Noch ist das bei den Preisen nicht rich­tig angekommen. In den USA kostet die Gallone Benzin immer noch um die USD 4 (was für amerikanische Ver­hältnisse viel ist). Das hängt vermutlich auch mit der beginnenden "Driving Season" zusammen. Das wird sich aber ändern. Wenn der Ölpreis um 10 % zurück­gehen sollte (ich rechne mit wesentlich mehr), so eine Daumenregel, dann verrin­gern sich die Lebenshaltungs­kosten insgesamt um ei­nen halben Prozentpunkt. So wie sich die Geldentwer­tung vor vierzig Jahren durch die drastische Anhebung der Ölpreise stark erhöhte, so wird sie jetzt durch eine entsprechende Preissenkung nach unten gehen.

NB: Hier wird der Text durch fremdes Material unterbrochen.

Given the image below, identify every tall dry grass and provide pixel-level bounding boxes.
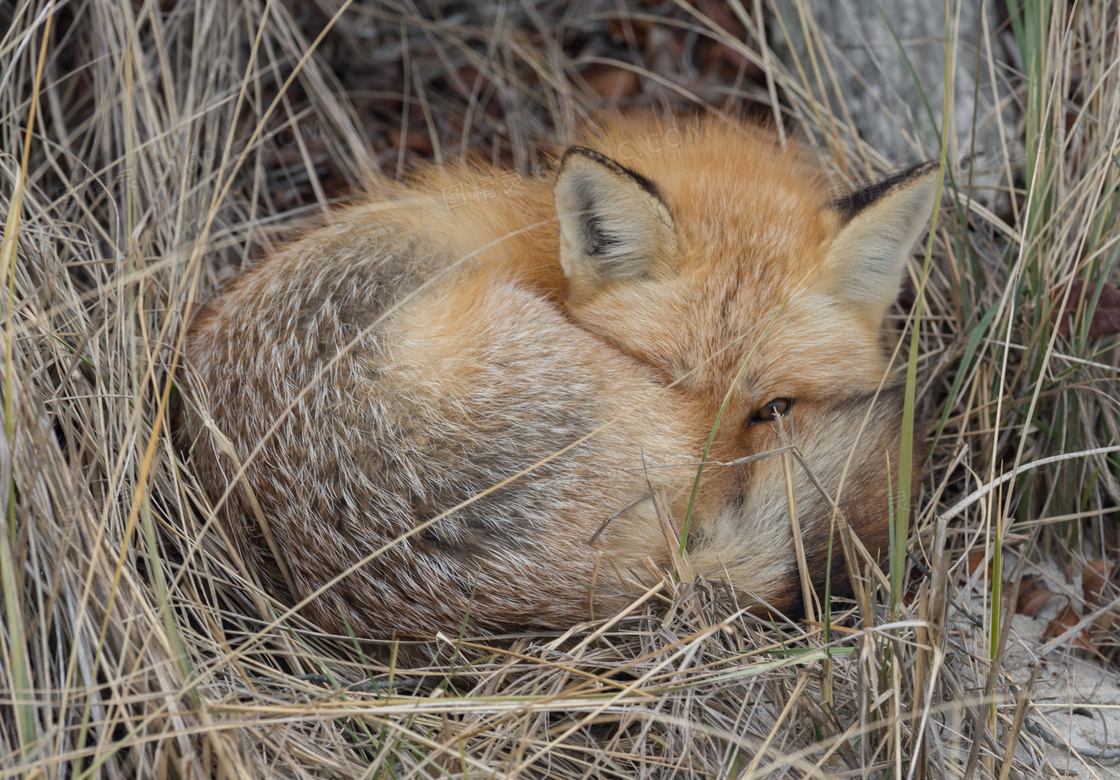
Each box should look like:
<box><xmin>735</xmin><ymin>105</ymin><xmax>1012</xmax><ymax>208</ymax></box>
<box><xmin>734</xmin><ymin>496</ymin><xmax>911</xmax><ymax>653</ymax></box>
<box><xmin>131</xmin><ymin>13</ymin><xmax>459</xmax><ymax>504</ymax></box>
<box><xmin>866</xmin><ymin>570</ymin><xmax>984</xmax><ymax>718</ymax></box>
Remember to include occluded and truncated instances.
<box><xmin>0</xmin><ymin>0</ymin><xmax>1120</xmax><ymax>780</ymax></box>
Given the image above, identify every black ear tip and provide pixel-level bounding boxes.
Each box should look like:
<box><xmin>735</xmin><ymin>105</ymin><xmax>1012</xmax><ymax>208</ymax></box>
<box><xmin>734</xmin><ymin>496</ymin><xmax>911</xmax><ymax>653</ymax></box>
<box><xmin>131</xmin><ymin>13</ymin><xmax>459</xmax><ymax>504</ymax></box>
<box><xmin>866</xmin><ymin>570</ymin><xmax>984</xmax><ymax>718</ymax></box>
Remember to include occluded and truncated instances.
<box><xmin>560</xmin><ymin>146</ymin><xmax>622</xmax><ymax>173</ymax></box>
<box><xmin>832</xmin><ymin>160</ymin><xmax>941</xmax><ymax>222</ymax></box>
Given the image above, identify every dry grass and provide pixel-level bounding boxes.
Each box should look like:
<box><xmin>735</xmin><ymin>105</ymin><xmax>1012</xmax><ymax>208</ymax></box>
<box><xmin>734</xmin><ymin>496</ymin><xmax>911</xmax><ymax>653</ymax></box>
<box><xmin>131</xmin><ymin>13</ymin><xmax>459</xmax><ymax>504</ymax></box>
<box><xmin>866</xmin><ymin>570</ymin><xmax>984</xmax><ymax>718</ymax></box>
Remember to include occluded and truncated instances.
<box><xmin>0</xmin><ymin>0</ymin><xmax>1120</xmax><ymax>780</ymax></box>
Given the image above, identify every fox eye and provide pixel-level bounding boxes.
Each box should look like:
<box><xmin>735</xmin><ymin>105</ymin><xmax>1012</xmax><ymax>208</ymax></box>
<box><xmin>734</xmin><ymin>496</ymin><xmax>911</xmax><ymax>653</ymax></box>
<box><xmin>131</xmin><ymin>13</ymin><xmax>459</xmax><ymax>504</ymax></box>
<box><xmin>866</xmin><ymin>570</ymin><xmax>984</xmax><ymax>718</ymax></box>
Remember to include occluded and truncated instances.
<box><xmin>748</xmin><ymin>398</ymin><xmax>793</xmax><ymax>425</ymax></box>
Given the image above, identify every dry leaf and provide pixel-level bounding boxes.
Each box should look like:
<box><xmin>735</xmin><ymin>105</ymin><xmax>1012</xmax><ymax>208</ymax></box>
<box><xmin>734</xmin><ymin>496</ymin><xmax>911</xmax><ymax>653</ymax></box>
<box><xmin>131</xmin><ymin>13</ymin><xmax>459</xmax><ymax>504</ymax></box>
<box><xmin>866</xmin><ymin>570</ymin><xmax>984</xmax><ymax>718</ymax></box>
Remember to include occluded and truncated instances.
<box><xmin>1015</xmin><ymin>577</ymin><xmax>1054</xmax><ymax>618</ymax></box>
<box><xmin>1043</xmin><ymin>601</ymin><xmax>1100</xmax><ymax>656</ymax></box>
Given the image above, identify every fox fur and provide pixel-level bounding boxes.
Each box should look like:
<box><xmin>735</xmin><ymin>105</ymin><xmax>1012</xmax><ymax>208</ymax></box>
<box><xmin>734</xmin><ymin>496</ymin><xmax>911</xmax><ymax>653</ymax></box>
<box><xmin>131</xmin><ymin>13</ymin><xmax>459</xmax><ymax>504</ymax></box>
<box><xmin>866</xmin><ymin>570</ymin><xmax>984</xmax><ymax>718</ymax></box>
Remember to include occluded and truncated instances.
<box><xmin>185</xmin><ymin>118</ymin><xmax>935</xmax><ymax>638</ymax></box>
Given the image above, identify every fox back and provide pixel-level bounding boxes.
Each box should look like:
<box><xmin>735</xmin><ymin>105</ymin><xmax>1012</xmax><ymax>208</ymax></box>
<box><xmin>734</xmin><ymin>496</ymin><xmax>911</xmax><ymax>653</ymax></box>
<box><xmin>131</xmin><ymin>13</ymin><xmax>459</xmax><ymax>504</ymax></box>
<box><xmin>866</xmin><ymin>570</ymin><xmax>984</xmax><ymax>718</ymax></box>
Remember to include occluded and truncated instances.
<box><xmin>185</xmin><ymin>119</ymin><xmax>934</xmax><ymax>637</ymax></box>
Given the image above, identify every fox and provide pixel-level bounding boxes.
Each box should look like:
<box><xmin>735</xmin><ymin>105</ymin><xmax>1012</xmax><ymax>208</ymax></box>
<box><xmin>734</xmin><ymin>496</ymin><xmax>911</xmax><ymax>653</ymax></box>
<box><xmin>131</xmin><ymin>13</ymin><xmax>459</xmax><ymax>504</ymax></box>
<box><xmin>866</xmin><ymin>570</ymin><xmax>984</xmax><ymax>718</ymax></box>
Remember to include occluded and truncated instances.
<box><xmin>184</xmin><ymin>117</ymin><xmax>936</xmax><ymax>639</ymax></box>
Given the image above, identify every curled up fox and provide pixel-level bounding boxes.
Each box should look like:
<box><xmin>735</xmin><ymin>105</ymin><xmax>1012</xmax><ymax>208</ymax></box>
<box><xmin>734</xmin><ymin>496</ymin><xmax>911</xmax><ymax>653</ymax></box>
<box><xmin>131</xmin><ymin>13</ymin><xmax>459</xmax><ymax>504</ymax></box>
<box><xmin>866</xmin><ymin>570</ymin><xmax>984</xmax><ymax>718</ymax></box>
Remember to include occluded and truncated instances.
<box><xmin>185</xmin><ymin>118</ymin><xmax>935</xmax><ymax>638</ymax></box>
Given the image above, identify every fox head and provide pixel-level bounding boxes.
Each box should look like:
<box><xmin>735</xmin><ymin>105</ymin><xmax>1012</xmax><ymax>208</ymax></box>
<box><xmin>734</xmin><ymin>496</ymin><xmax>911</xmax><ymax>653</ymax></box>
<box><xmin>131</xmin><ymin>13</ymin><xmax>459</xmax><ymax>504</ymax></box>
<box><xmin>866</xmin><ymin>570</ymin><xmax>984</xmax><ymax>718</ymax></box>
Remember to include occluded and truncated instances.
<box><xmin>554</xmin><ymin>121</ymin><xmax>936</xmax><ymax>439</ymax></box>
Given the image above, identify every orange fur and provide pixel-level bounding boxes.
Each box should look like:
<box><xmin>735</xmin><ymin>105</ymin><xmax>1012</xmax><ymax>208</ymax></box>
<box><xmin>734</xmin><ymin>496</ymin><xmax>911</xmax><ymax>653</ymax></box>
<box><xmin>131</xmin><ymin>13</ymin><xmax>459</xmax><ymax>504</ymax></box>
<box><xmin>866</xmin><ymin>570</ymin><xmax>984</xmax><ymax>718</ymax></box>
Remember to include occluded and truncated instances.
<box><xmin>186</xmin><ymin>119</ymin><xmax>932</xmax><ymax>637</ymax></box>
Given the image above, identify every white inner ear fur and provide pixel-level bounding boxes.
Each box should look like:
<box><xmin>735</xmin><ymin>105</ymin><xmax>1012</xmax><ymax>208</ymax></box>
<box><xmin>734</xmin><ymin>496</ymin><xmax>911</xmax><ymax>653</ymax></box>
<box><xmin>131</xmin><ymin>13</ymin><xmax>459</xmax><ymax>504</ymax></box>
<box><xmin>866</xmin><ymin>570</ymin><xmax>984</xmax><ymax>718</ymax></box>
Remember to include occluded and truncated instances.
<box><xmin>554</xmin><ymin>154</ymin><xmax>676</xmax><ymax>295</ymax></box>
<box><xmin>827</xmin><ymin>175</ymin><xmax>937</xmax><ymax>323</ymax></box>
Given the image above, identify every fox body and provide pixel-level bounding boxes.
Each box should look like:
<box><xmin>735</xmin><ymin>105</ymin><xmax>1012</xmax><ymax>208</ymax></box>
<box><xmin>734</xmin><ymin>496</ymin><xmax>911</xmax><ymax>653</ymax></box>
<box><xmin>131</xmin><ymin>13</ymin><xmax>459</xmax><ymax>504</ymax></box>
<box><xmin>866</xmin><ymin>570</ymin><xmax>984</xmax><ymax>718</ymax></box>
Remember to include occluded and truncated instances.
<box><xmin>186</xmin><ymin>119</ymin><xmax>934</xmax><ymax>637</ymax></box>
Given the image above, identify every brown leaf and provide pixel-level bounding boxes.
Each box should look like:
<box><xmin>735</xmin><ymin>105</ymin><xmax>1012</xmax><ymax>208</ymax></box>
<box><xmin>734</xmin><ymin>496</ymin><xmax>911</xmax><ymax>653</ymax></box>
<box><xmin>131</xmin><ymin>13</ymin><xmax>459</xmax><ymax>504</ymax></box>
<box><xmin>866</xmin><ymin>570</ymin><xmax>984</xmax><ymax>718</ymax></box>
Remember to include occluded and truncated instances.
<box><xmin>1015</xmin><ymin>577</ymin><xmax>1054</xmax><ymax>618</ymax></box>
<box><xmin>964</xmin><ymin>550</ymin><xmax>995</xmax><ymax>579</ymax></box>
<box><xmin>582</xmin><ymin>63</ymin><xmax>638</xmax><ymax>100</ymax></box>
<box><xmin>1081</xmin><ymin>558</ymin><xmax>1112</xmax><ymax>606</ymax></box>
<box><xmin>1043</xmin><ymin>602</ymin><xmax>1100</xmax><ymax>654</ymax></box>
<box><xmin>389</xmin><ymin>128</ymin><xmax>435</xmax><ymax>157</ymax></box>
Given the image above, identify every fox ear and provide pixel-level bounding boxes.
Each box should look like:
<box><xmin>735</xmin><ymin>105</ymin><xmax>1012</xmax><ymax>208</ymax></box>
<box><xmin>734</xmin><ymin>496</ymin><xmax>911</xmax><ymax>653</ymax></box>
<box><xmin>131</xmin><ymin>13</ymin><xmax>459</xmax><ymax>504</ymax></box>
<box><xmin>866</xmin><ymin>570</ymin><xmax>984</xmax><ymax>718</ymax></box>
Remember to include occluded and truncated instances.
<box><xmin>553</xmin><ymin>147</ymin><xmax>676</xmax><ymax>297</ymax></box>
<box><xmin>825</xmin><ymin>161</ymin><xmax>937</xmax><ymax>323</ymax></box>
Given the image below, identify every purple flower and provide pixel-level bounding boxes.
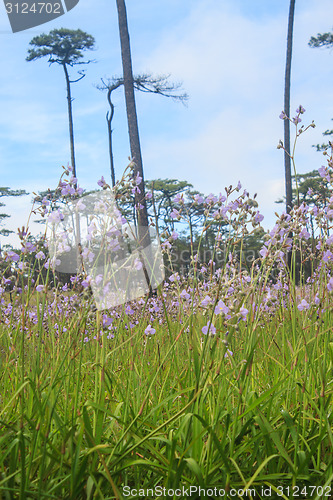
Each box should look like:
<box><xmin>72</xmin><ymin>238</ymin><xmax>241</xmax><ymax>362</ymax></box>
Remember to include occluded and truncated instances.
<box><xmin>170</xmin><ymin>208</ymin><xmax>180</xmax><ymax>219</ymax></box>
<box><xmin>214</xmin><ymin>300</ymin><xmax>229</xmax><ymax>314</ymax></box>
<box><xmin>135</xmin><ymin>172</ymin><xmax>142</xmax><ymax>186</ymax></box>
<box><xmin>133</xmin><ymin>259</ymin><xmax>142</xmax><ymax>271</ymax></box>
<box><xmin>259</xmin><ymin>246</ymin><xmax>268</xmax><ymax>258</ymax></box>
<box><xmin>292</xmin><ymin>116</ymin><xmax>302</xmax><ymax>125</ymax></box>
<box><xmin>201</xmin><ymin>295</ymin><xmax>212</xmax><ymax>307</ymax></box>
<box><xmin>201</xmin><ymin>323</ymin><xmax>216</xmax><ymax>335</ymax></box>
<box><xmin>6</xmin><ymin>250</ymin><xmax>20</xmax><ymax>262</ymax></box>
<box><xmin>239</xmin><ymin>306</ymin><xmax>249</xmax><ymax>321</ymax></box>
<box><xmin>97</xmin><ymin>175</ymin><xmax>106</xmax><ymax>187</ymax></box>
<box><xmin>254</xmin><ymin>212</ymin><xmax>264</xmax><ymax>224</ymax></box>
<box><xmin>299</xmin><ymin>227</ymin><xmax>310</xmax><ymax>240</ymax></box>
<box><xmin>296</xmin><ymin>105</ymin><xmax>305</xmax><ymax>115</ymax></box>
<box><xmin>145</xmin><ymin>325</ymin><xmax>156</xmax><ymax>335</ymax></box>
<box><xmin>327</xmin><ymin>278</ymin><xmax>333</xmax><ymax>292</ymax></box>
<box><xmin>297</xmin><ymin>299</ymin><xmax>310</xmax><ymax>311</ymax></box>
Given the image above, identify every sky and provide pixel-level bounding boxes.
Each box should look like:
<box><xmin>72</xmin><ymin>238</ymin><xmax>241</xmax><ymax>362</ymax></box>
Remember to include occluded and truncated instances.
<box><xmin>0</xmin><ymin>0</ymin><xmax>333</xmax><ymax>245</ymax></box>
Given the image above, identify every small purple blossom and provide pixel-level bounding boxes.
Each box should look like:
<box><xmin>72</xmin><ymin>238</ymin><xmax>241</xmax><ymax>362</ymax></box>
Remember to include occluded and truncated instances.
<box><xmin>214</xmin><ymin>300</ymin><xmax>229</xmax><ymax>314</ymax></box>
<box><xmin>97</xmin><ymin>175</ymin><xmax>106</xmax><ymax>187</ymax></box>
<box><xmin>296</xmin><ymin>105</ymin><xmax>305</xmax><ymax>115</ymax></box>
<box><xmin>201</xmin><ymin>323</ymin><xmax>216</xmax><ymax>335</ymax></box>
<box><xmin>145</xmin><ymin>325</ymin><xmax>156</xmax><ymax>335</ymax></box>
<box><xmin>297</xmin><ymin>299</ymin><xmax>310</xmax><ymax>311</ymax></box>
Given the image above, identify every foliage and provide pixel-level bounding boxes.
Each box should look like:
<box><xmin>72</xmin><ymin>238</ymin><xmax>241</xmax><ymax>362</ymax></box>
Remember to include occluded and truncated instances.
<box><xmin>0</xmin><ymin>187</ymin><xmax>28</xmax><ymax>236</ymax></box>
<box><xmin>309</xmin><ymin>28</ymin><xmax>333</xmax><ymax>151</ymax></box>
<box><xmin>0</xmin><ymin>145</ymin><xmax>333</xmax><ymax>500</ymax></box>
<box><xmin>26</xmin><ymin>28</ymin><xmax>95</xmax><ymax>66</ymax></box>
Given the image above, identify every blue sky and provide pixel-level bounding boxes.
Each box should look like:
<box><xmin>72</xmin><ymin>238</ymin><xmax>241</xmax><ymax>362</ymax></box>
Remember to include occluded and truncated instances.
<box><xmin>0</xmin><ymin>0</ymin><xmax>333</xmax><ymax>248</ymax></box>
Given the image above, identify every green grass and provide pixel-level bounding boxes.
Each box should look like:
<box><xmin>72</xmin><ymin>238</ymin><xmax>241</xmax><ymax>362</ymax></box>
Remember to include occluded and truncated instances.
<box><xmin>0</xmin><ymin>288</ymin><xmax>333</xmax><ymax>500</ymax></box>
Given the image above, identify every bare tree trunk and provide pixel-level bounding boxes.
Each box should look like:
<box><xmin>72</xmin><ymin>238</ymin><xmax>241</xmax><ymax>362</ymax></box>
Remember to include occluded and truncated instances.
<box><xmin>116</xmin><ymin>0</ymin><xmax>150</xmax><ymax>247</ymax></box>
<box><xmin>62</xmin><ymin>63</ymin><xmax>76</xmax><ymax>177</ymax></box>
<box><xmin>284</xmin><ymin>0</ymin><xmax>295</xmax><ymax>213</ymax></box>
<box><xmin>106</xmin><ymin>89</ymin><xmax>116</xmax><ymax>187</ymax></box>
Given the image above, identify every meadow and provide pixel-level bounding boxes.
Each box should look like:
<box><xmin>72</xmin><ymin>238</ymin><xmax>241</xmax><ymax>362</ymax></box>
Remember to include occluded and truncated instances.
<box><xmin>0</xmin><ymin>135</ymin><xmax>333</xmax><ymax>500</ymax></box>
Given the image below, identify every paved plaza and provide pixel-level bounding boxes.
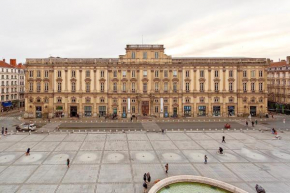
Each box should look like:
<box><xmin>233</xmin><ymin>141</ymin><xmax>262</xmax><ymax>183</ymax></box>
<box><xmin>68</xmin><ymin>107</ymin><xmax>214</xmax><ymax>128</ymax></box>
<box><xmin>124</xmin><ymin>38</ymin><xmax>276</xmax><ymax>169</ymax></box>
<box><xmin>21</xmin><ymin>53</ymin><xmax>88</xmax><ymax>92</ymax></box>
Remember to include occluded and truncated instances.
<box><xmin>0</xmin><ymin>127</ymin><xmax>290</xmax><ymax>193</ymax></box>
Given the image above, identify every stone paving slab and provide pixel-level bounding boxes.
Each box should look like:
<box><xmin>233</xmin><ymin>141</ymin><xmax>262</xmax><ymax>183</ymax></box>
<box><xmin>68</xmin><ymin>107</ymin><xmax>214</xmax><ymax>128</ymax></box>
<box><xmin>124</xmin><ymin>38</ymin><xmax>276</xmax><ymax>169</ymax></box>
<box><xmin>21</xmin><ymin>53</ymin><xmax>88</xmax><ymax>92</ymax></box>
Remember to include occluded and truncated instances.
<box><xmin>0</xmin><ymin>130</ymin><xmax>290</xmax><ymax>193</ymax></box>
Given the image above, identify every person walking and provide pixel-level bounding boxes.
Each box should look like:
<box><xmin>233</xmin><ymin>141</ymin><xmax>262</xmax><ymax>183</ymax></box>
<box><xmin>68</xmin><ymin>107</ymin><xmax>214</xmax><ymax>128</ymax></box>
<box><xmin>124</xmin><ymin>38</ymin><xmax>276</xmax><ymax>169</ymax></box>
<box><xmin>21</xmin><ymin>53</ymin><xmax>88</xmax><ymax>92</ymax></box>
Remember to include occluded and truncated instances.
<box><xmin>25</xmin><ymin>148</ymin><xmax>30</xmax><ymax>156</ymax></box>
<box><xmin>143</xmin><ymin>173</ymin><xmax>147</xmax><ymax>182</ymax></box>
<box><xmin>165</xmin><ymin>163</ymin><xmax>168</xmax><ymax>173</ymax></box>
<box><xmin>143</xmin><ymin>182</ymin><xmax>148</xmax><ymax>193</ymax></box>
<box><xmin>222</xmin><ymin>136</ymin><xmax>226</xmax><ymax>143</ymax></box>
<box><xmin>146</xmin><ymin>172</ymin><xmax>151</xmax><ymax>183</ymax></box>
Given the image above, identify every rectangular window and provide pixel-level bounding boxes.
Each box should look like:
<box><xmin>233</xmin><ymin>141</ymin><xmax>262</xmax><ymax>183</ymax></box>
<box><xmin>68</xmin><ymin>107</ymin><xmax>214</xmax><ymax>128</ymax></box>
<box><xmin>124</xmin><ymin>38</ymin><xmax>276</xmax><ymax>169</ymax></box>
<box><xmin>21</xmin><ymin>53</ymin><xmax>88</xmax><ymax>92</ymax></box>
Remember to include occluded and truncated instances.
<box><xmin>214</xmin><ymin>70</ymin><xmax>219</xmax><ymax>78</ymax></box>
<box><xmin>185</xmin><ymin>70</ymin><xmax>189</xmax><ymax>78</ymax></box>
<box><xmin>36</xmin><ymin>70</ymin><xmax>41</xmax><ymax>78</ymax></box>
<box><xmin>86</xmin><ymin>70</ymin><xmax>91</xmax><ymax>78</ymax></box>
<box><xmin>164</xmin><ymin>82</ymin><xmax>168</xmax><ymax>92</ymax></box>
<box><xmin>155</xmin><ymin>82</ymin><xmax>159</xmax><ymax>91</ymax></box>
<box><xmin>36</xmin><ymin>82</ymin><xmax>41</xmax><ymax>92</ymax></box>
<box><xmin>251</xmin><ymin>70</ymin><xmax>256</xmax><ymax>78</ymax></box>
<box><xmin>229</xmin><ymin>82</ymin><xmax>233</xmax><ymax>91</ymax></box>
<box><xmin>100</xmin><ymin>70</ymin><xmax>105</xmax><ymax>78</ymax></box>
<box><xmin>214</xmin><ymin>82</ymin><xmax>219</xmax><ymax>91</ymax></box>
<box><xmin>155</xmin><ymin>52</ymin><xmax>158</xmax><ymax>59</ymax></box>
<box><xmin>29</xmin><ymin>71</ymin><xmax>33</xmax><ymax>78</ymax></box>
<box><xmin>229</xmin><ymin>70</ymin><xmax>233</xmax><ymax>78</ymax></box>
<box><xmin>71</xmin><ymin>70</ymin><xmax>76</xmax><ymax>78</ymax></box>
<box><xmin>251</xmin><ymin>82</ymin><xmax>255</xmax><ymax>91</ymax></box>
<box><xmin>243</xmin><ymin>70</ymin><xmax>247</xmax><ymax>78</ymax></box>
<box><xmin>199</xmin><ymin>70</ymin><xmax>204</xmax><ymax>78</ymax></box>
<box><xmin>132</xmin><ymin>82</ymin><xmax>135</xmax><ymax>92</ymax></box>
<box><xmin>164</xmin><ymin>70</ymin><xmax>168</xmax><ymax>78</ymax></box>
<box><xmin>243</xmin><ymin>82</ymin><xmax>247</xmax><ymax>91</ymax></box>
<box><xmin>155</xmin><ymin>70</ymin><xmax>159</xmax><ymax>78</ymax></box>
<box><xmin>122</xmin><ymin>82</ymin><xmax>126</xmax><ymax>92</ymax></box>
<box><xmin>143</xmin><ymin>83</ymin><xmax>147</xmax><ymax>92</ymax></box>
<box><xmin>71</xmin><ymin>82</ymin><xmax>76</xmax><ymax>92</ymax></box>
<box><xmin>57</xmin><ymin>70</ymin><xmax>61</xmax><ymax>78</ymax></box>
<box><xmin>173</xmin><ymin>70</ymin><xmax>177</xmax><ymax>77</ymax></box>
<box><xmin>57</xmin><ymin>82</ymin><xmax>61</xmax><ymax>92</ymax></box>
<box><xmin>143</xmin><ymin>70</ymin><xmax>147</xmax><ymax>77</ymax></box>
<box><xmin>29</xmin><ymin>82</ymin><xmax>33</xmax><ymax>92</ymax></box>
<box><xmin>199</xmin><ymin>82</ymin><xmax>204</xmax><ymax>92</ymax></box>
<box><xmin>259</xmin><ymin>82</ymin><xmax>263</xmax><ymax>91</ymax></box>
<box><xmin>259</xmin><ymin>70</ymin><xmax>263</xmax><ymax>78</ymax></box>
<box><xmin>86</xmin><ymin>82</ymin><xmax>91</xmax><ymax>92</ymax></box>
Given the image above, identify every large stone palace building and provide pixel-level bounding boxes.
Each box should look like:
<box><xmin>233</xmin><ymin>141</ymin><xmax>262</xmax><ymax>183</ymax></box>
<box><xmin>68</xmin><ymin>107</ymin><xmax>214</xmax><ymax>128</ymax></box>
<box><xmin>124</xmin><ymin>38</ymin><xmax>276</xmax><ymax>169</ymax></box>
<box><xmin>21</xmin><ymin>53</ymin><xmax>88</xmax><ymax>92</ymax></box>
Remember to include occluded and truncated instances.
<box><xmin>267</xmin><ymin>56</ymin><xmax>290</xmax><ymax>108</ymax></box>
<box><xmin>25</xmin><ymin>45</ymin><xmax>269</xmax><ymax>117</ymax></box>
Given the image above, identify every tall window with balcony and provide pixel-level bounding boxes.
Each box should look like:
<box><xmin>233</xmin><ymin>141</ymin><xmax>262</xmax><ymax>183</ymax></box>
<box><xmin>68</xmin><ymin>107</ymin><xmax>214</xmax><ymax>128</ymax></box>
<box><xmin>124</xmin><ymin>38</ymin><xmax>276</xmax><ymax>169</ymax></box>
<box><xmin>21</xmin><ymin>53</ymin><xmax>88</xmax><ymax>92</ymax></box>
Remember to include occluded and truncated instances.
<box><xmin>57</xmin><ymin>82</ymin><xmax>61</xmax><ymax>92</ymax></box>
<box><xmin>251</xmin><ymin>82</ymin><xmax>255</xmax><ymax>92</ymax></box>
<box><xmin>199</xmin><ymin>82</ymin><xmax>204</xmax><ymax>92</ymax></box>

Für die Geldpolitik ist die Perspektive länger anhaltender Stabilität bei den Preisen wichtig. In den USA gibt es in der Federal Reserve derzeit eine heftige Auseinander­setzung über die Pros und Kons einer Fortsetzung des gegenwärtig ultralockeren Kurses der Notenbank. Wenn die Inflation niedrig ist und dies auch bleiben wird, ist dies ein weiteres Argument für die "Tauben", die die Politik nicht ändern wollen. Denkbar ist allenfalls, dass das Volumen der monatlichen Käufe am Kapitalmarkt durch die Federal Reserve (derzeit USD 85 Mrd.) zu­rückgefahren wird, nicht dass diese Käufe eingestellt werden.

Für die Europäische Zentralbank ist die Perspektive einer anhaltend niedrigen Inflationsrate noch wichtiger. Die gegenwärtige Geldentwertung ist eindeutig zu niedrig (gemessen an dem offiziellen Ziel von "nahe aber unter 2 %"). Die EZB muss nachweisen, dass die mittelfristigen Preiserwartungen nach wie vor bei 2 % liegen, sonst muss sie die Zinsen noch einmal senken.

Für den Anleger ist die niedrige Inflation eine gute Nach­richt. Nicht nur, dass die Gefahren einer Änderung der Geldpolitik geringer geworden sind. Es steigt auch die Kaufkraft der Verbraucher. Das hilft der Konjunktur. Hin­zu kommt, dass der Realzins höher wird. Er liegt für 10-jährige Bundesanleihen inzwischen wieder leicht im positiven Bereich.